Average lifespan implies that anyone surviving infancy had a reasonable shot at dying of plague at the age of 99, like Titian.
RT

----- Original Message ----- From: "Daniel Winheld" <dwinh...@comcast.net>
To: <lute@cs.dartmouth.edu>
Sent: Sunday, December 20, 2009 1:55 PM
Subject: [LUTE] Re: another day at the office


And considering the average lifespan, it's a miracle that as much
culture and civilization as there was seems to have prevailed.

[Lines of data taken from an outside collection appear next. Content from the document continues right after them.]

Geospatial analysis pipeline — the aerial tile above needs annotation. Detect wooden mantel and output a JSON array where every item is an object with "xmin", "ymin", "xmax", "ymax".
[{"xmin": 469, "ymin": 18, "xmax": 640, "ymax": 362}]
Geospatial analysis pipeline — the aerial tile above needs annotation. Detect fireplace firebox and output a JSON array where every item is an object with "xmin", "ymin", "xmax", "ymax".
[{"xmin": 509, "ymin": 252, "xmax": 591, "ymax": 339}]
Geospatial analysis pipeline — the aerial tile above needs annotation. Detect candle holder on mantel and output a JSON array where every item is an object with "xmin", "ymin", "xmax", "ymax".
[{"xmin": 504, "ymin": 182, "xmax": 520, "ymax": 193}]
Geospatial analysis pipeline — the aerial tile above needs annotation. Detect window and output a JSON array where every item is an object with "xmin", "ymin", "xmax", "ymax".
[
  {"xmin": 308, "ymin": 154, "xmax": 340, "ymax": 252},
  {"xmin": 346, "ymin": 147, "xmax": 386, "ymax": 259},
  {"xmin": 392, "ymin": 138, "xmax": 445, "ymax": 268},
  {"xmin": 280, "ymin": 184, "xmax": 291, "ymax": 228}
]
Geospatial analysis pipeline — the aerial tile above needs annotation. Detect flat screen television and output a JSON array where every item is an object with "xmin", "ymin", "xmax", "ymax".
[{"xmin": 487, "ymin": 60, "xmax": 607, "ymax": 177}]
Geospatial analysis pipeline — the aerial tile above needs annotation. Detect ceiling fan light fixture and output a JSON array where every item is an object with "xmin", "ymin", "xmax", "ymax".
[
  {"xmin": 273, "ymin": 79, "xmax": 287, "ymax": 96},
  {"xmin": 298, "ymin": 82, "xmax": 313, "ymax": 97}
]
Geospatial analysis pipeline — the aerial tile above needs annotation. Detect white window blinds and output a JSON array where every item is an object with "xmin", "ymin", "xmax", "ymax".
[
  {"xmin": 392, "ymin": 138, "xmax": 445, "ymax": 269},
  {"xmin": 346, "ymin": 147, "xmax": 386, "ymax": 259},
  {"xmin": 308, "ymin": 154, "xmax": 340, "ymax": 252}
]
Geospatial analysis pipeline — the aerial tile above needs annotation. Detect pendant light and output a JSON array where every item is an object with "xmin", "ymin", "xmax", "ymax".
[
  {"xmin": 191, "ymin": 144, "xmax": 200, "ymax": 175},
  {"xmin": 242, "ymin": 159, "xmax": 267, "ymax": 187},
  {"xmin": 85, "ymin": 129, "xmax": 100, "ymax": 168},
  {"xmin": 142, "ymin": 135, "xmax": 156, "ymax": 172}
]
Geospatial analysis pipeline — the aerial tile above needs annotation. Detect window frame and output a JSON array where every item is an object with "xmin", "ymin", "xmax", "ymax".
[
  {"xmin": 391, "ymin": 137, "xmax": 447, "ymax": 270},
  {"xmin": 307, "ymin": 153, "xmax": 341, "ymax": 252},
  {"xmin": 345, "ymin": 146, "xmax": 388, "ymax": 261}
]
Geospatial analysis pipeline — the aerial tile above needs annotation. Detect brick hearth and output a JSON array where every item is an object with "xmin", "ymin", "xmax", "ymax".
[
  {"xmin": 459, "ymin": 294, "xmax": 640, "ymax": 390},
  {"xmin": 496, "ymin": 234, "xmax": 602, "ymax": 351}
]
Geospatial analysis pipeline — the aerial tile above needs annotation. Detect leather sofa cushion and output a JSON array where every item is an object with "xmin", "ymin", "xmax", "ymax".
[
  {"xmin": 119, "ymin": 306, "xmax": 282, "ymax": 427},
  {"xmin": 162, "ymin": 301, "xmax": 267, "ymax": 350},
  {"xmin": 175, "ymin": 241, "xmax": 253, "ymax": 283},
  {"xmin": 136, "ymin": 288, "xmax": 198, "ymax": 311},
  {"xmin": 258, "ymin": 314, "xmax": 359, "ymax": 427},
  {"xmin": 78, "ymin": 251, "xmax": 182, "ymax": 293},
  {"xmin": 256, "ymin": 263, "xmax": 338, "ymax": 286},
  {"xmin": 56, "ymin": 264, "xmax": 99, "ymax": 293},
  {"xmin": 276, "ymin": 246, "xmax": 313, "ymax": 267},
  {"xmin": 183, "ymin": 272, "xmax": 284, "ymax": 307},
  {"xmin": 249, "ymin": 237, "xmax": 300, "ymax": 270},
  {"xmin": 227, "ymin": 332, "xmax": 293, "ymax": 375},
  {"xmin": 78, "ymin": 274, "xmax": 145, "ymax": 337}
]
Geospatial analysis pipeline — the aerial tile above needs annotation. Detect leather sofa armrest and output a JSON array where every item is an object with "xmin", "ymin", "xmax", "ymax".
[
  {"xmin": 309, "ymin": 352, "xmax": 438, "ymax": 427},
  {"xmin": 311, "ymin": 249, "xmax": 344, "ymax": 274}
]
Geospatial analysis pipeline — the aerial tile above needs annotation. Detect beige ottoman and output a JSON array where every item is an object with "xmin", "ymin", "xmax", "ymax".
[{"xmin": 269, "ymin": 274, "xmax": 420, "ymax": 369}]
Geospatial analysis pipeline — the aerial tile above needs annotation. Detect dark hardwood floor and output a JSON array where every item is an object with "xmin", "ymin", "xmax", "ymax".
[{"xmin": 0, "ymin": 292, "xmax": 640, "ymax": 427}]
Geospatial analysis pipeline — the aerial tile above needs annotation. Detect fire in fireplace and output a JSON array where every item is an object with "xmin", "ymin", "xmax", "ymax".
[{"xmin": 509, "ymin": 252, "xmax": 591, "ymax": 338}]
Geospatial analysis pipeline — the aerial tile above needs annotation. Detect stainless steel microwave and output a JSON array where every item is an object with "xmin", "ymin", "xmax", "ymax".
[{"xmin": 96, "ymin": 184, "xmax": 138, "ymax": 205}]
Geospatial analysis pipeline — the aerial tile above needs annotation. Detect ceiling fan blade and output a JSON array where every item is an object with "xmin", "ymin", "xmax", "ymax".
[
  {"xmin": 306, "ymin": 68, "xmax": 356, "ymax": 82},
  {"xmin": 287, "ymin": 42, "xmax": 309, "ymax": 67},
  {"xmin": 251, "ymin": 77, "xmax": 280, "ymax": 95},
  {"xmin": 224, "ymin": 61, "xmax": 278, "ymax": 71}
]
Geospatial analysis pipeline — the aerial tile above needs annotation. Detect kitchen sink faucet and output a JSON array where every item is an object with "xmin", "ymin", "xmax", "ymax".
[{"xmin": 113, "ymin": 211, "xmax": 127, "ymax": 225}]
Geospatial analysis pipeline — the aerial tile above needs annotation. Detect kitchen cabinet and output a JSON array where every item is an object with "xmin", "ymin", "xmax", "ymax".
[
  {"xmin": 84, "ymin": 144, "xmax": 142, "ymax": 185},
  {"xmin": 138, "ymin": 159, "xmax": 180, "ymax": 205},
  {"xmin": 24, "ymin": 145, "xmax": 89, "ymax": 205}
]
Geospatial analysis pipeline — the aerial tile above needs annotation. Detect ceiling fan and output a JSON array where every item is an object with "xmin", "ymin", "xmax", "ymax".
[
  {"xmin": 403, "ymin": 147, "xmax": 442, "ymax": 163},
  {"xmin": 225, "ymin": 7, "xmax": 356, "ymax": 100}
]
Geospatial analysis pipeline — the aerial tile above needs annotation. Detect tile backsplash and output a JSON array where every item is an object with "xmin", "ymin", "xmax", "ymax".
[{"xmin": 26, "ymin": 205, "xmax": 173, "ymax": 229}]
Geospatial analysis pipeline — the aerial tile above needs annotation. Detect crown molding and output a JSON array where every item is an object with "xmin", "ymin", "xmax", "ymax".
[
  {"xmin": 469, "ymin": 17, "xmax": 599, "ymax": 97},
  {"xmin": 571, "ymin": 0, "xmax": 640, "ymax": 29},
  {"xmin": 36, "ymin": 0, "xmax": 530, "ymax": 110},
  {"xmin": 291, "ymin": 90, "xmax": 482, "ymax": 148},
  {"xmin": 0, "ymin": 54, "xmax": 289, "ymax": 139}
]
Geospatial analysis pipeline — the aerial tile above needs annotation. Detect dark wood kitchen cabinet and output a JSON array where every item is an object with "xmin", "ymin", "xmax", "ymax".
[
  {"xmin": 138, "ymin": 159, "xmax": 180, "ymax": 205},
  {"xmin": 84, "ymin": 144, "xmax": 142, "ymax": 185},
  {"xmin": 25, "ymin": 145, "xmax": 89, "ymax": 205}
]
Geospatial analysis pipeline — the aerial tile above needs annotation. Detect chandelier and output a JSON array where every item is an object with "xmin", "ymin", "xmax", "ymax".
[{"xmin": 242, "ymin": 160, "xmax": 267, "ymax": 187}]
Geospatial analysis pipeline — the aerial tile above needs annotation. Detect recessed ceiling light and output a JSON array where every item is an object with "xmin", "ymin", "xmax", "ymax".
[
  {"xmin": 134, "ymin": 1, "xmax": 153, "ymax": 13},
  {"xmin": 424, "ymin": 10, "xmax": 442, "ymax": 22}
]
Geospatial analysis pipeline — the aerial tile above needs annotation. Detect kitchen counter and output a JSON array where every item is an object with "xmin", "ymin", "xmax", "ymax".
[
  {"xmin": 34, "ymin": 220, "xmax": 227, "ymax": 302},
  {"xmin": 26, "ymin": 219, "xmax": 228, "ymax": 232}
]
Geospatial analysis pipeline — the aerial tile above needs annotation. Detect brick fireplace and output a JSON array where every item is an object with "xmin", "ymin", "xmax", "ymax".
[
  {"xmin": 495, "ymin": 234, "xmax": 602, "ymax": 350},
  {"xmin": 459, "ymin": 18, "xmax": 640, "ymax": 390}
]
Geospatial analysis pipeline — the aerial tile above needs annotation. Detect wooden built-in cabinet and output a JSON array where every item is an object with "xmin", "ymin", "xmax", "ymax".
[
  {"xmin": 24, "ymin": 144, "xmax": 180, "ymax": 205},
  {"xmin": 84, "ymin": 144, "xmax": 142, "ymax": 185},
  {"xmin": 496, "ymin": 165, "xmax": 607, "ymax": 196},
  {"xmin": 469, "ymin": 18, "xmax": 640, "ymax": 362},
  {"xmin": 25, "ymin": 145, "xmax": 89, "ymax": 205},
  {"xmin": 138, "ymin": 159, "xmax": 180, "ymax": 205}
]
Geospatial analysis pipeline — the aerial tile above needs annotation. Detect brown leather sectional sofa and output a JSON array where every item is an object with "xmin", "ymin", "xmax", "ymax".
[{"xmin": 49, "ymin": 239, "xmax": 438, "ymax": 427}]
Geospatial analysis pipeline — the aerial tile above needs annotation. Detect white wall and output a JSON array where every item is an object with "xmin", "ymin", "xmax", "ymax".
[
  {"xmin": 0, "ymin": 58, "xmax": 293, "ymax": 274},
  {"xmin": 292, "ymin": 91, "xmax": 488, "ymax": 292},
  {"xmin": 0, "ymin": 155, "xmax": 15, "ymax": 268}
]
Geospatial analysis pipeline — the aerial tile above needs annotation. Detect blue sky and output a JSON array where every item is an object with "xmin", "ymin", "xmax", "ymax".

We are
wrestling with a heritage left to us by world of underage alcoholics.
This certainly explains a lot.

Dan

Actually there is evidence of the opposite.
Before coffee overtook Europe in 1648, people drank little water (as
unsafe), but mostly beer (beer soup as standard European breakfast).
So all Europeans were slightly inebriated in their waking hours.
Caffeine-induced sober stimulatedness was the revolution that begat
coffeehouse conversation, which in turm begat Kant and Hamann.
RT

Or evidence that anyone performed sober? Perhaps only on special occasions.

d



How about the proposition that "there was no church in Italy in the
first half of the17th century in which the singers all performed in
the nude?" Well.. who knows? But how likely is it?
Or evidence that anyone performed sober?